An old adage rightly points out that there are two sides of a story and truth usually lie somewhere in the middle. On Sunday when the video released by Jamia Coordination Committee (JCC) showing police entering Jamia Millia Islamia library and beating up students “indiscriminately” surfaced, the common reaction was of utter disdain and disgust for Delhi Police, who had allegedly unleashed their brute power on students peacefully doing what they are supposed to do; sitting and studying in the library.

Jamia violence In war of leaked CCTV footage truth remains casualty as neither JCC nor Delhi Police can claim innocence

Graffiti on a wall against CAA and NRC in Jamia Millia Islamia. Firstpost/Ismat Ara

However, a day after the video showing students being attacked in library surfaced, another video was released by the Delhi Police Crime Branch's Special Investigation Team (SIT) which reaffirms the adage mentioned above, that truth usually lies somewhere in between.

The video released by JCC is a part of the long CCTV footage that must have recorded the entire events of the day and perhaps holds a precursor to the police brutality. But, those interested in pushing a particular narrative would want only a particular part of the recording to be made public.

In this clash of videos released by JCC and Delhi Police, there are some connecting dots that need to be linked to reach to the full truth.

The CCTV footage released by Delhi Police was of 15 December, the night violence took place of Jamia campus. And, in the video what is evident is that there is much more to the story than a brute police force being unleashed on the students without any provocation. In the video released by Delhi Police number of students can be seen in a balcony with stones in their hands. Another video shows a group of students being ushered into the library, with some of them carrying stones in their hands, which would hold books a few minutes later.

If the videos showing the police entering the library and beating students bear the testimony to the force used by the police, the video released by the Delhi Police proves that the use of force by the Delhi Police was not unprovoked.

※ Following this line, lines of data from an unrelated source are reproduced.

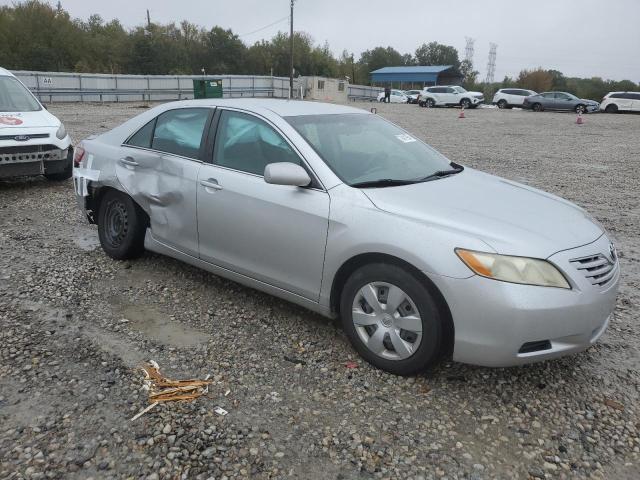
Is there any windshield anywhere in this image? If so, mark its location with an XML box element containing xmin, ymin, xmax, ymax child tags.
<box><xmin>285</xmin><ymin>113</ymin><xmax>451</xmax><ymax>185</ymax></box>
<box><xmin>0</xmin><ymin>76</ymin><xmax>41</xmax><ymax>112</ymax></box>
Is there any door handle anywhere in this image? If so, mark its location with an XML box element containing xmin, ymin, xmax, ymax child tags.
<box><xmin>200</xmin><ymin>178</ymin><xmax>222</xmax><ymax>190</ymax></box>
<box><xmin>120</xmin><ymin>157</ymin><xmax>138</xmax><ymax>167</ymax></box>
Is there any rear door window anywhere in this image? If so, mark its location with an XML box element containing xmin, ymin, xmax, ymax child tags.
<box><xmin>151</xmin><ymin>108</ymin><xmax>211</xmax><ymax>159</ymax></box>
<box><xmin>213</xmin><ymin>110</ymin><xmax>302</xmax><ymax>175</ymax></box>
<box><xmin>126</xmin><ymin>118</ymin><xmax>156</xmax><ymax>148</ymax></box>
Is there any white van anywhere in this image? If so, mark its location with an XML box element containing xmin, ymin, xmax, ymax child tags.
<box><xmin>0</xmin><ymin>68</ymin><xmax>73</xmax><ymax>181</ymax></box>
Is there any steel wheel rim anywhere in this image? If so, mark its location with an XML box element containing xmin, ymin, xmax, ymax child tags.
<box><xmin>351</xmin><ymin>282</ymin><xmax>422</xmax><ymax>361</ymax></box>
<box><xmin>104</xmin><ymin>201</ymin><xmax>129</xmax><ymax>248</ymax></box>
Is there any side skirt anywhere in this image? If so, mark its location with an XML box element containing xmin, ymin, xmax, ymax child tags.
<box><xmin>144</xmin><ymin>229</ymin><xmax>335</xmax><ymax>318</ymax></box>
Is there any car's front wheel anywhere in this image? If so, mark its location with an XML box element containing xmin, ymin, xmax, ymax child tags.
<box><xmin>98</xmin><ymin>190</ymin><xmax>147</xmax><ymax>260</ymax></box>
<box><xmin>340</xmin><ymin>264</ymin><xmax>442</xmax><ymax>375</ymax></box>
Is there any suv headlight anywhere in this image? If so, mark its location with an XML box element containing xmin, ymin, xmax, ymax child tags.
<box><xmin>455</xmin><ymin>248</ymin><xmax>571</xmax><ymax>289</ymax></box>
<box><xmin>56</xmin><ymin>123</ymin><xmax>67</xmax><ymax>140</ymax></box>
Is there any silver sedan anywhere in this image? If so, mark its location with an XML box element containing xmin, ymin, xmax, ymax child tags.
<box><xmin>74</xmin><ymin>99</ymin><xmax>619</xmax><ymax>375</ymax></box>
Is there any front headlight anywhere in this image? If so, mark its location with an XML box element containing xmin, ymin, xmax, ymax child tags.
<box><xmin>455</xmin><ymin>248</ymin><xmax>571</xmax><ymax>289</ymax></box>
<box><xmin>56</xmin><ymin>123</ymin><xmax>67</xmax><ymax>140</ymax></box>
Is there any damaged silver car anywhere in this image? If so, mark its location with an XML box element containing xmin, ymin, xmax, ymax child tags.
<box><xmin>74</xmin><ymin>99</ymin><xmax>620</xmax><ymax>374</ymax></box>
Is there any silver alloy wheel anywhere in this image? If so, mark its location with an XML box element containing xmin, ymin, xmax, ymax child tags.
<box><xmin>351</xmin><ymin>282</ymin><xmax>422</xmax><ymax>360</ymax></box>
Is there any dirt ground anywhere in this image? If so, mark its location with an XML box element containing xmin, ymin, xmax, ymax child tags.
<box><xmin>0</xmin><ymin>99</ymin><xmax>640</xmax><ymax>480</ymax></box>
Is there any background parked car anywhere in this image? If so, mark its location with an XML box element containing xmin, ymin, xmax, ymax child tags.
<box><xmin>378</xmin><ymin>90</ymin><xmax>409</xmax><ymax>103</ymax></box>
<box><xmin>522</xmin><ymin>92</ymin><xmax>600</xmax><ymax>113</ymax></box>
<box><xmin>404</xmin><ymin>90</ymin><xmax>422</xmax><ymax>103</ymax></box>
<box><xmin>418</xmin><ymin>85</ymin><xmax>484</xmax><ymax>108</ymax></box>
<box><xmin>600</xmin><ymin>92</ymin><xmax>640</xmax><ymax>113</ymax></box>
<box><xmin>0</xmin><ymin>68</ymin><xmax>73</xmax><ymax>181</ymax></box>
<box><xmin>491</xmin><ymin>88</ymin><xmax>537</xmax><ymax>108</ymax></box>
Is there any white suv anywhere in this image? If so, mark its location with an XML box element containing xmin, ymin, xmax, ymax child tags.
<box><xmin>418</xmin><ymin>85</ymin><xmax>484</xmax><ymax>108</ymax></box>
<box><xmin>600</xmin><ymin>92</ymin><xmax>640</xmax><ymax>113</ymax></box>
<box><xmin>0</xmin><ymin>68</ymin><xmax>73</xmax><ymax>180</ymax></box>
<box><xmin>491</xmin><ymin>88</ymin><xmax>537</xmax><ymax>108</ymax></box>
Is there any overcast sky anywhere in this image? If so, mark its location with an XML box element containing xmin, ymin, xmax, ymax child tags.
<box><xmin>10</xmin><ymin>0</ymin><xmax>640</xmax><ymax>82</ymax></box>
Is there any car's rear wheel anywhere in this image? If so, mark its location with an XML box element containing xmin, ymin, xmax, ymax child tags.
<box><xmin>340</xmin><ymin>264</ymin><xmax>442</xmax><ymax>375</ymax></box>
<box><xmin>98</xmin><ymin>190</ymin><xmax>147</xmax><ymax>260</ymax></box>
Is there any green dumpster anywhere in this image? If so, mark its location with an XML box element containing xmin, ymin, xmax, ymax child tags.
<box><xmin>193</xmin><ymin>79</ymin><xmax>222</xmax><ymax>98</ymax></box>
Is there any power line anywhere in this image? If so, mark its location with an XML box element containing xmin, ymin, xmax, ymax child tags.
<box><xmin>238</xmin><ymin>15</ymin><xmax>289</xmax><ymax>37</ymax></box>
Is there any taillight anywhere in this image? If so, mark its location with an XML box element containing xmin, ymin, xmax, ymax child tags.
<box><xmin>73</xmin><ymin>146</ymin><xmax>84</xmax><ymax>168</ymax></box>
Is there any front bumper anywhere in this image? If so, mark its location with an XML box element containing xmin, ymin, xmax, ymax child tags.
<box><xmin>0</xmin><ymin>145</ymin><xmax>70</xmax><ymax>178</ymax></box>
<box><xmin>430</xmin><ymin>235</ymin><xmax>620</xmax><ymax>367</ymax></box>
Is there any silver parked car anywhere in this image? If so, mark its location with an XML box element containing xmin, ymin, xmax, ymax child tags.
<box><xmin>522</xmin><ymin>92</ymin><xmax>600</xmax><ymax>113</ymax></box>
<box><xmin>74</xmin><ymin>99</ymin><xmax>619</xmax><ymax>374</ymax></box>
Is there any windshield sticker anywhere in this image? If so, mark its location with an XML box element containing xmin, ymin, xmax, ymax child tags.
<box><xmin>396</xmin><ymin>133</ymin><xmax>416</xmax><ymax>143</ymax></box>
<box><xmin>0</xmin><ymin>117</ymin><xmax>22</xmax><ymax>126</ymax></box>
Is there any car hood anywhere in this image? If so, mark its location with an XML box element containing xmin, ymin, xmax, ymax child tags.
<box><xmin>0</xmin><ymin>108</ymin><xmax>60</xmax><ymax>131</ymax></box>
<box><xmin>362</xmin><ymin>168</ymin><xmax>603</xmax><ymax>258</ymax></box>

One can argue about the authenticity of the video released by the Delhi Police, showing students with a mask on their faces and stone in their hands. But, then this argument about the authenticity of the video also holds valid in the case of the video released by JCC. To mark one video as “unauthenticated”, pushing it in the realm of doubt and treating the other as gospel truth clearly established the bias of this whole narrative.

If the video released by the JCC clearly shows police beating the students, the video released by the Delhi Police also shows students studying with their faces covered. And both have to be acknowledged to understand the actual sequence of events.

If one also disregard the video released by the Delhi Police –that shows students armed with stones and applies little logic then also the chain of events becomes clear. How is it even remotely possible that when the campus was witnessing the violence of the scale where petrol bombs were being used, a group of students was sitting ‘peacefully’ studying in the library, oblivious to all the violence.

What happened on 15 December, 2019, was unfortunate by all means. Police entering campus and the library and attacking students should be condemned at all cost.

But before condemning the police action, a valid question that needs to be asked is whether campuses can be made a safe haven for any sort of illegal activity and a ‘student’ tag can be used to attain immunity against any criminal act.